Au cours de l’année 2021, les rebelles tigréens – qui disposent des meilleurs officiers après avoir dominé l’armée nationale pendant 30 ans – ont remporté des succès militaires, reprenant des territoires tigréens à l’armée nationale et avançant dans les provinces voisines Amhara et Afar. En novembre, ils ont en outre reçu l’appui de huit autres mouvements armés éthiopiens – parmi lesquels compte surtout l’Armée de libération Oromo, dissidence du Front de libération Oromo qui avait rallié Abiy Ahmed – dans le but d’évincer ce dernier.

Retournement de situation

Ayant longtemps dominé le pouvoir éthiopien, le TPLF a beaucoup de contacts diplomatiques et académiques à l’extérieur, qu’il a mis à profit pour défendre sa cause avec succès sur la scène internationale.

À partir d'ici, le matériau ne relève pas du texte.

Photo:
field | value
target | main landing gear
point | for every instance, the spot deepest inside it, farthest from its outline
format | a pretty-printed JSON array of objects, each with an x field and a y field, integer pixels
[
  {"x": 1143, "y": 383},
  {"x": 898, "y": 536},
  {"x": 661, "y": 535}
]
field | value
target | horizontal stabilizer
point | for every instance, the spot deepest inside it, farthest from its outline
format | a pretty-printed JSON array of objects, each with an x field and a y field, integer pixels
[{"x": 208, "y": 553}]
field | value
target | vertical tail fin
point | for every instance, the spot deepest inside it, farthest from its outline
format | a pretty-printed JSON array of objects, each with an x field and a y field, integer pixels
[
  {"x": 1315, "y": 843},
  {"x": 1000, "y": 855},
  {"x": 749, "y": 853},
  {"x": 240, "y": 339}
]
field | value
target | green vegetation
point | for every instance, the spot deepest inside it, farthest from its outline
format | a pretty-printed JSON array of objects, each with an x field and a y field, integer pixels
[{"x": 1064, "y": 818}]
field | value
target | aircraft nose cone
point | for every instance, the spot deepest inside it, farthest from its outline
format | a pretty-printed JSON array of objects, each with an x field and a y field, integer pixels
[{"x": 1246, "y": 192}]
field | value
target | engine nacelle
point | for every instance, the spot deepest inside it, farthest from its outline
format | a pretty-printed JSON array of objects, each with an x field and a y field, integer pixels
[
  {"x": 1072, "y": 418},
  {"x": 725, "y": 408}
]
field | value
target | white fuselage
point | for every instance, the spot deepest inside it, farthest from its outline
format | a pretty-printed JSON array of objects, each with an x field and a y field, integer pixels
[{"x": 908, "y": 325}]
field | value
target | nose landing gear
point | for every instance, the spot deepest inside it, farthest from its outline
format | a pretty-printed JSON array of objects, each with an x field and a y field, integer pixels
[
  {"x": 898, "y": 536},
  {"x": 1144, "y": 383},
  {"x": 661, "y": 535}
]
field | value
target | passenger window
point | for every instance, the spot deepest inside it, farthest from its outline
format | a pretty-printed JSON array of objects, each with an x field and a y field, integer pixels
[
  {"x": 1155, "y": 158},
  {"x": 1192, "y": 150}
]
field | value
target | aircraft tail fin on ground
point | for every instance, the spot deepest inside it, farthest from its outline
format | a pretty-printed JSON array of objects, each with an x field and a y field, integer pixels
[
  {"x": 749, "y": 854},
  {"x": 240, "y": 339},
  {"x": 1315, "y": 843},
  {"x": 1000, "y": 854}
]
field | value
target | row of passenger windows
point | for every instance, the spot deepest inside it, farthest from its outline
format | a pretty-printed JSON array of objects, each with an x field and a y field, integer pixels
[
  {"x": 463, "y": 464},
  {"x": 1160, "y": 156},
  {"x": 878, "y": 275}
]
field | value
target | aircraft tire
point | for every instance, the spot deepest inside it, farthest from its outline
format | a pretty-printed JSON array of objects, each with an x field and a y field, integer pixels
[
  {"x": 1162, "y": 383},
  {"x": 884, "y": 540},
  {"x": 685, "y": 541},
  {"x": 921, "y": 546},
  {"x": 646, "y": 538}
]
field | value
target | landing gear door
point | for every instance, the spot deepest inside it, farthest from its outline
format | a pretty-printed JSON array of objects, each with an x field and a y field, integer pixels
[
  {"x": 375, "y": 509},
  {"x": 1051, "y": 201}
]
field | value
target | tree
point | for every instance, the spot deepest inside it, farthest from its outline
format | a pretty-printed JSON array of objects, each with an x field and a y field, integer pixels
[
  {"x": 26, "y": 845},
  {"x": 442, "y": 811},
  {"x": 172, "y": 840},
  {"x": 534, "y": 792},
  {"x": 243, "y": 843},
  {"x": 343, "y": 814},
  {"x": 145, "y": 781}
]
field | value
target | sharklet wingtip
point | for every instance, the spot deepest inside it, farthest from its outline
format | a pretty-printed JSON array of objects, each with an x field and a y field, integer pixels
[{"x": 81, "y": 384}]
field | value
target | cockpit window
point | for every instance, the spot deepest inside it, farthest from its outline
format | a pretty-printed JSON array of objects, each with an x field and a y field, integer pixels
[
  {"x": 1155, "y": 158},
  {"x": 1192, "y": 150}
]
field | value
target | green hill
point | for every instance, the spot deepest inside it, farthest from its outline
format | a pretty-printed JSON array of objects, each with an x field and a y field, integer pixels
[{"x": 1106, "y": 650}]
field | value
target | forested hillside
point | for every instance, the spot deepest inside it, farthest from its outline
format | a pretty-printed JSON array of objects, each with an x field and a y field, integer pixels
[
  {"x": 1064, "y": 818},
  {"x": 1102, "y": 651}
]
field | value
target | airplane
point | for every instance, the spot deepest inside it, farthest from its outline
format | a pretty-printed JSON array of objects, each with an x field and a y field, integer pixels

Le Premier ministre Abiy Ahmed, de son côté, s’est beaucoup démené, allant lui-même au front. Dernièrement, il a réussi à renverser la situation grâce à l’utilisation de drones qui ont anéanti de nombreux chars du TPLF et forcé les rebelles à se replier sur le Tigré (révélant leurs exactions dans les régions non tigréennes) et à proposer un cessez-le-feu. Les observateurs, cependant, y voient un moyen de gagner du temps, les deux camps voulant chacun écraser l’autre.